At present, the only functional part is a MemoData scrapper which listens to the network and stores MemoData in a Redis database. This is just one component of the system, and there are several other components that need to be developed to create a fully functional system for arbitrary code execution on the XRPL. Our team is actively working on developing these components to create a comprehensive and user-friendly solution that will enable developers to build complex applications on the XRPL. Here are some of the main components that will be required:

• Conformity Checker
  • A module that ensures MemoData, MemoType, and MemoFormat adhere and conform to an open specification. There are more checks we would like to add based on TransactionType but these are the most important to develop out first.
• Sidechain Memo Storage
  • To store and order transactions on a blockchain, we need to label them by sidechain, blockchain, blocktime, transaction index, and memo index. Although the blockchain verifies and orders transactions, we still need to store them. This module is designed to take in conformed data and label it accordingly. While partially built out, this module currently cannot combine commands from different blockchains to get an ordered set of all transactions for a specific sidechain. The ultimate goal is for sidechains to be cross-chain compatible out of the box.
• Memo Transmit
  • Separating data storage from computing is a widely used pattern in cloud computing and has been successfully employed by blockchains like Flow. This architecture is both cleaner and more scalable. The proposed module aims to create broadcast points for compute nodes. They will listen for and ingest MemoData from the network using a pubsub or RPC connection. While this capability is not yet available in the SDK, it will enable compute nodes to listen to relevant streams of data for their own purposes.
• Compute Ingester
  • The proposed module is designed to listen to data streams coming from memo transmissions. While the coding work required for this module will mostly deal with clients and RPC commands, some networking and containerization efforts will also be required. This will be the first module that needs to communicate with other containers or dedicated servers, as before this module, there will likely only be one container running.

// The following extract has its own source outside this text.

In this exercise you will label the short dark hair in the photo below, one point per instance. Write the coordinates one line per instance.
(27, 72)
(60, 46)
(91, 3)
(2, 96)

• State Processor Libraries
  • The development of custom logic for the state processor is the responsibility of the user, but libraries will be necessary to tap into the feed and store the computed state. This is a complex process that involves reorgs, block ordering, cross chain support, and integration of transaction type logic such as trade offers and payments.
• State Database
  • This development involves creating a state storage module that tracks the history of state changes. Unlike the Sidechain Memo Storage, this module will not only store the current state but also maintain a record of all changes made to it over time. This is important because in case of a reorg, the state changes need to be undone and redone with new changes.
• State Access
  • This module will provide endpoints for users to access relevant application data after the state is calculated. It will comprise of components to easily stand up REST, websocket, and RPC routes for arbitrary user interfaces and applications.